How To Define A Minimum Viable Product (MVP) For Growth
Insights
2 Jul 2019
Guide Takeaways
An MVP is not a beta, prototype, or pitch deck — it must be usable, valuable, and minimal.
The core purpose of an MVP is to validate assumptions, test demand, and refine product-market fit.
Defining an MVP starts with tough questions: the real problem, its severity, and whether people will care enough to adopt a solution.
The “minimum” in MVP refers to the smallest set of capabilities that still delivers real, monetizable value.
Early MVP strategies include promise-testing (landing pages, mockups), manual fulfillment, and stitching together existing tools.
Market validation can happen before writing any code by testing messaging, pricing, and interest.
Manual or semi-manual processes can simulate the product experience to validate demand before building.
Using existing platforms (e.g., WordPress, scripts, no-code tools) accelerates MVP creation while reducing cost and risk.
Strong MVPs focus narrowly on the fastest path between problem and solution.
Q&A Highlights
What is a Minimum Viable Product (MVP)?
A simple, usable version of a product that delivers real value and tests whether customers care enough to use or pay for it.
Is an MVP the same as a prototype or beta?

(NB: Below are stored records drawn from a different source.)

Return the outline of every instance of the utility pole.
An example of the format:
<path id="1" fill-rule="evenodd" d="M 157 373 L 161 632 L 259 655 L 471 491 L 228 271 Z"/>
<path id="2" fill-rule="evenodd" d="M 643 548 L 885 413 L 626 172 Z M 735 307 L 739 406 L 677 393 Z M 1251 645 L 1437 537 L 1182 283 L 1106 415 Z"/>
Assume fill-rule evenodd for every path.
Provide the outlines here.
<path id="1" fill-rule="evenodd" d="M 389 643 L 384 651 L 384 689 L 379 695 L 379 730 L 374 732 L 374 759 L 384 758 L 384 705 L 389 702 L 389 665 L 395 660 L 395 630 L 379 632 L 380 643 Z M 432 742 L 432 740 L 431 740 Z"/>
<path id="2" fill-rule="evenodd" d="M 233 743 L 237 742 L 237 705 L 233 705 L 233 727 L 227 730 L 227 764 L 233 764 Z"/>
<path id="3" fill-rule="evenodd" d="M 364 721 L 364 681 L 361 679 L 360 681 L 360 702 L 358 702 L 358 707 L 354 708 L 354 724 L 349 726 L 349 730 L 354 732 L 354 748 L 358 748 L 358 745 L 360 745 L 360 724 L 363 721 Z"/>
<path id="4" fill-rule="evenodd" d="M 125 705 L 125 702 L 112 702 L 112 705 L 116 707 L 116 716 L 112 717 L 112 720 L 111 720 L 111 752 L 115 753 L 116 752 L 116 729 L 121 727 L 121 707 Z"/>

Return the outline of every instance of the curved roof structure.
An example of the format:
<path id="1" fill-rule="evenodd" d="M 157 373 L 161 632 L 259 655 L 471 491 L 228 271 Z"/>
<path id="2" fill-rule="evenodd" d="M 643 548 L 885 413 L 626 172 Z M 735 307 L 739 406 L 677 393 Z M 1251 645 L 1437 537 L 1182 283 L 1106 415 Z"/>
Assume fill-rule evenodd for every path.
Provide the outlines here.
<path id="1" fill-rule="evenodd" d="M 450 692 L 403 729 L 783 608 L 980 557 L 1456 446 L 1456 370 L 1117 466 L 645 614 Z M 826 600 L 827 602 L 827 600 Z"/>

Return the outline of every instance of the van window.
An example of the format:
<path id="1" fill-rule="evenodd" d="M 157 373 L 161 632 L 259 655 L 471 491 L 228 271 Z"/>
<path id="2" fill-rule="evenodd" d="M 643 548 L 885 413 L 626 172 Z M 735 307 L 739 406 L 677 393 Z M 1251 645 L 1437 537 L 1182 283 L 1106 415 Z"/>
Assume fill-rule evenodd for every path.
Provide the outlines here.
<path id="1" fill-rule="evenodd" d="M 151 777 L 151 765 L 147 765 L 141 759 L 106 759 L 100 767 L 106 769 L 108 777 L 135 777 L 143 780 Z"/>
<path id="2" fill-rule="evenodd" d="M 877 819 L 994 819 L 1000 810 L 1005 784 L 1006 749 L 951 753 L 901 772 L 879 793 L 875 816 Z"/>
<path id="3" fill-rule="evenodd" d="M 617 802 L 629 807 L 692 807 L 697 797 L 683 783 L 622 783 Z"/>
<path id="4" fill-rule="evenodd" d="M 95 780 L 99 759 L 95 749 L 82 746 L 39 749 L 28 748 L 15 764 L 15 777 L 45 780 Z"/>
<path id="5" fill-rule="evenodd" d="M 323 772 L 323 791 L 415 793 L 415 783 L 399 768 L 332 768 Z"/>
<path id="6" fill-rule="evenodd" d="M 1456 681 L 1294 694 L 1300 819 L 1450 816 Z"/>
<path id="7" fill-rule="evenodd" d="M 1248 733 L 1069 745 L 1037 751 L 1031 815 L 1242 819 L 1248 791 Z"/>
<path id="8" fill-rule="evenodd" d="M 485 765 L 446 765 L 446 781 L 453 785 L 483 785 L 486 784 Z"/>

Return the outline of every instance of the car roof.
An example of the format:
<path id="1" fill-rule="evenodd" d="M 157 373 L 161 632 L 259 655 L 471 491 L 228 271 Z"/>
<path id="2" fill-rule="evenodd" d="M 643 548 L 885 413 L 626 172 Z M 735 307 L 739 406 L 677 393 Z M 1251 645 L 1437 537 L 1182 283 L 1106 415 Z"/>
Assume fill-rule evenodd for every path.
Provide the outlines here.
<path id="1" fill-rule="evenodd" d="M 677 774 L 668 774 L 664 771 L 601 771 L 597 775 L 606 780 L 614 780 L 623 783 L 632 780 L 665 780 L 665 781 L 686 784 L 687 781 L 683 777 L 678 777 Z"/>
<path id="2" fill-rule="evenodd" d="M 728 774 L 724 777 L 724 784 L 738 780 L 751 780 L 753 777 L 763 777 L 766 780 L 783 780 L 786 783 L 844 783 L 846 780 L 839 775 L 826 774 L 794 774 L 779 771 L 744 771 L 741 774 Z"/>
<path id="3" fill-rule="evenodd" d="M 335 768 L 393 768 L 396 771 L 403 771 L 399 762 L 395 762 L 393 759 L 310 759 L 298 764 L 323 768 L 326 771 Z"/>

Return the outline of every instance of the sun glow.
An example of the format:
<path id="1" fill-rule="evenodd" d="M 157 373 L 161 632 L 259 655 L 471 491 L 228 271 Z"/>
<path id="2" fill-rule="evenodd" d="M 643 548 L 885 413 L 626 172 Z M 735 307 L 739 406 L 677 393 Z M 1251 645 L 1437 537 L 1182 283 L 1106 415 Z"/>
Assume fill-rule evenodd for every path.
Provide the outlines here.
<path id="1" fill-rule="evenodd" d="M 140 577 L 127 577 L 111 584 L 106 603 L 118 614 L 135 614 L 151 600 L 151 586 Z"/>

No. A prototype tests ideas; a beta tests polish. An MVP tests market viability through real usage and value.
How do I know if a problem is worth solving?
Evaluate whether the pain point is common, frequent, and frustrating enough that people will change behavior or pay money to solve it.
What should an MVP include?
Only the smallest set of features needed to solve the core problem and demonstrate real value to early adopters.
Can I validate an MVP without building the product?
Yes — use landing pages, demos, screenshots, or ads to test whether people show interest or sign up.
What is a “concierge MVP”?
A manual, behind-the-scenes process that lets you deliver the value of the product before creating automated software.
Why use existing tools to build an MVP?
It reduces cost and time, helping you validate demand before investing in custom development.
What is the main goal of an MVP?
To validate assumptions, learn quickly, and adjust your product vision before committing to full-scale development.
The “minimum viable product” is a widely misused and misunderstood concept. But it’s powerful when done right. In this article, you will learn: The definition of a minimum viable product (MVP), What questions to ask to to create an MVP, and How to test your MVP
A minimum viable product (MVP) is an early version of a product, such as a SaaS (software as a service) application, that is designed to ensure that product vision and strategy are aligned with market needs.
Typically, an MVP delivers just enough functionality and value to appeal to early adopters and other innovators. It’s not a beta version of your product, designed for shaking out bugs or for fine-tuning features and interface elements. It’s also not an idea that exists only on paper (or slides), or a raw demonstration of a proof-of-concept.
Instead, the term “MVP” suggests something very specific:
Minimum: the smallest number of capabilities, features, and packaging that…
Viable: deliver enough value that customers are willing to spend money (or another currency such as personal information)…
Product: on something they can use today… not just invest in a future concept, promise, or offer.
The goals of an MVP are to validate the premise of a product, to test hypotheses about market needs, to make adjustments to the product vision, and to prioritize where to invest in future development. As such, MVPs are a profoundly powerful approach towards finding product-market fit.